Die 13-jährige Schülerin hatte einen ihrer späteren Peiniger im März bei einem Internet-Chat kennen gelernt und sich mit ihm verabredet. „Gleich zum ersten Treffen brachte der Jugendliche mehrere Kumpanen mit“, sagte der Sprecher der Hildesheimer Staatsanwaltschaft, Bernd Seemann. Bereits bei dieser Verabredung sei das Mädchen mit Drohungen und unter Anwendung von Gewalt zu sexuellen Handlungen gezwungen.
Um ihr Opfer zu weiteren Treffen zu zwingen, drohten die Schüler mit der Veröffentlichung von Bildern, die sie angeblich bei den ersten Vergewaltigungen gemacht hätten, sagte Seemann. Aus Angst habe sich die 13-Jährige dann in den folgenden Wochen in Gartenanlagen, Gebüschen und in einem Keller mit den Schülern getroffen. Dabei soll sie dann zumeist von mehreren Jugendlichen nacheinander vergewaltigt worden sein.

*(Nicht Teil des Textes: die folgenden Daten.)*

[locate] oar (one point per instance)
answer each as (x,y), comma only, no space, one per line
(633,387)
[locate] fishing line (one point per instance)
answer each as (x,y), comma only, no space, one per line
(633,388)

Ans Licht kamen die grausamen Verbrechen, weil sich die 13-jährige Schülerin vor kurzem trotz aller Einschüchterungen der Polizei offenbarte. Diese handelte schnell. Um weiteren Taten vorzubeugen, wurden die Jugendlichen am Dienstag zum Teil in ihren Schulen festgenommen.
Seit der Fall am Mittwoch bekannt wurde, gibt es in Hildesheim kaum noch ein anderes Gesprächsthema.